Ülkenin her köşesine dağılmış farklı etnik, dinsel ve milli grupların, bir devlete bağlı olmaksızın, öbeklenerek, halk meclisleri aracılığı ile kendilerini yönetme talebidir.

Murat Karayılan ise, Türkiye bu modelde demokratik birlik temelinde kendileriyle uzlaşmazsa, bu demokratik konfederal sistemi bağımsız olarak da uygulayabileceklerini ifade etmektedir.

Bu MECZUP MODELİ’ ne PKK’nın, DEM’in ve diğer paydaşlarının umut bağlamış olması tehditin boyutlarını anlamak bakımından önemlidir. Ancak, daha da önemli olan İktidarın Öcalan’a bağladığı umutla nereye koştuğunu bilip, bilmediğidir.

NELER OLUYOR? İKTİDAR NEREYE KOŞUYOR?

Bu soruların yanıtlarını kamuoyu merak ediyor. Sorular art arda geliyor.

•Yaptığı çağrı ile Öcalan’ın tek taraflı olarak PKK’yı tasfiye etmeyeceğini Bahçeli bilmez mi? “Derin” kaynaklardan bilgi alan kişi bunu elbette bilir.

•Cumhurbaşkanının bilgisi ve onayı dışında bir çağrı yapabilir mi? Elbette ki yapamaz.

•Cumhurbaşkanı’nın bunca olay karşısında perde arkasında durup, zayıf “onay mesajları” ile süreci izlemesi olağan mıdır? Elbette değildir.

•Bu Çağrı ile iktidar, kaybettiği oyları almayı ve Yeni Anayasa sürecinde DEM Partiyi yanına alıp Saltanatını ebedi kılmayı mı amaçlamaktadır?

Süreç, sonuca evrilirse yani Öcalan istediklerini alarak iktidara destek verirse olabilir.

•Türk Milleti bu ihanet senaryosunu nasıl kabullenir?

•Ancak süreç aşamalı olarak yürütülür ve Kürt teorisyenlerin önerdiği gibi sürdürülür, önce negatif barış ile silahlar susturularak ikinci aşamaya Yeni Anayasa ile geçilirse, aradaki zaman diliminde yapılacak seçim, iktidara avantaj sağlayabilir.

•Öcalan bunu göze alır mı? Önceki deneyimler almayacağını gösteriyor.

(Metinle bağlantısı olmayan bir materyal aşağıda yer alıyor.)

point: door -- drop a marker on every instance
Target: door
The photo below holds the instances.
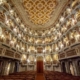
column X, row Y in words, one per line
column 39, row 66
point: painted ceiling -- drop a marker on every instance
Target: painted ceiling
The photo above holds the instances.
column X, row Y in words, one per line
column 39, row 14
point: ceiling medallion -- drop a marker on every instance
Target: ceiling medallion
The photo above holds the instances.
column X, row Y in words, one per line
column 39, row 10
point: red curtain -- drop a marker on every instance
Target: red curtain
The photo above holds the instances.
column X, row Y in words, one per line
column 39, row 66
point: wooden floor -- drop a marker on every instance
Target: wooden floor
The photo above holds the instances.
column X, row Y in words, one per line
column 39, row 76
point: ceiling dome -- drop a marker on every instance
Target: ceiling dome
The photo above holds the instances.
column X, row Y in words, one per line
column 39, row 10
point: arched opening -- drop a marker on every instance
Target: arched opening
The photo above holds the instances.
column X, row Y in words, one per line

•Bahçeli’nin çıkışı kendi siyasi gücünü pekiştiren ve yeni bir imajla oylarını artıran siyasi bir çıkış mıdır?

 Değildir, tabandan büyük tepki almıştır. Bu tepkileri susturmak için Cumhurbaşkanlığı Danışmanı Ayhan Ongan: “Devlet Bahçeli’nin Türkiye yüzyılı Kürt olmadan eksik kalır çağrısını dikkate almayan bedelini ödeyecektir” sözleriyle halkı tehdit etmiştir.

•Türk Milletinin Öcalan’la başlayan sürece bakışı olumlu mudur? Değildir.

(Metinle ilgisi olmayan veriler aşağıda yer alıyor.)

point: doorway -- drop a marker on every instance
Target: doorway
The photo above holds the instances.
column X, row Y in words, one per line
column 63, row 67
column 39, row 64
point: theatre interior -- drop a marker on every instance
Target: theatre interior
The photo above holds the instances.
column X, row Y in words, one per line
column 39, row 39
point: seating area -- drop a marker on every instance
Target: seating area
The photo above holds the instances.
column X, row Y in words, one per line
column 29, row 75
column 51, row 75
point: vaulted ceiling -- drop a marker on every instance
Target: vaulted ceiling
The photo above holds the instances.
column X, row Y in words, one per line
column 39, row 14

•Süreç, gündemi ilk başladığı günlerde olduğu gibi neden işgal etmemektedir?

İşte kilit soru budur!

Gündemi oluşturan medya, ona rotayı çizen de siyasettir. Son dönemde Bolu Yangını dışında halk gözaltılar, televizyon baskınları, tutuklamalar, teğmenler olayı ve CHP’deki Cumhurbaşkanlığı çekişmeleri gibi konulara yönlendirilmiştir.

Gözaltı, tutuklama ve teğmenler olayı, korku iklimini yaratarak halkı susturmaya yönelik kasıtlı hamlelerdir.

İktidar ve medyası önce bilinçli olarak gerilimi yaratmakta, sonra da baskı gücünü yargı eliyle kullanarak tepki verenleri sindirme stratejisi uygulamaktadır.

Gerilimi artırarak tepkiyi büyütmenin en etkili yöntemi toplumun tanıdığı ve sevdiği isimlere uygulanan ve halkın “haksız ve hukuksuz” olduğuna inandığı gözaltı ve tutuklamalardır.

•Bu yöntem topluma yabancı mıdır? Değildir

•Ne zaman yaşandı? Ergenekon, Balyoz, Casusluk davalarında

•Sonuç ne oldu? 

•Halk sessizleşti ve korktu.

•İkinci kilit soru: Halkın demokratik gücünü protesto eylemleri ile gösterdiği bir olay hatırlıyor musunuz?

•Gezi Olayları 

•Sonuç?  Ortada!

•Benzeri bir toplumsal tepki kimin işine yarar? Olağanüstü hal ve sıkıyönetim ilan ederek yönetimi istediği gibi yapılandırma gücü ve yetkisine sahip olanların…

İnsan merak ediyor, acaba Öcalan’a umut hakkı ile başlayıp, tutuklamalarla devam eden yeni paradigmanın gerilim yaratmaktaki amacı bu mudur?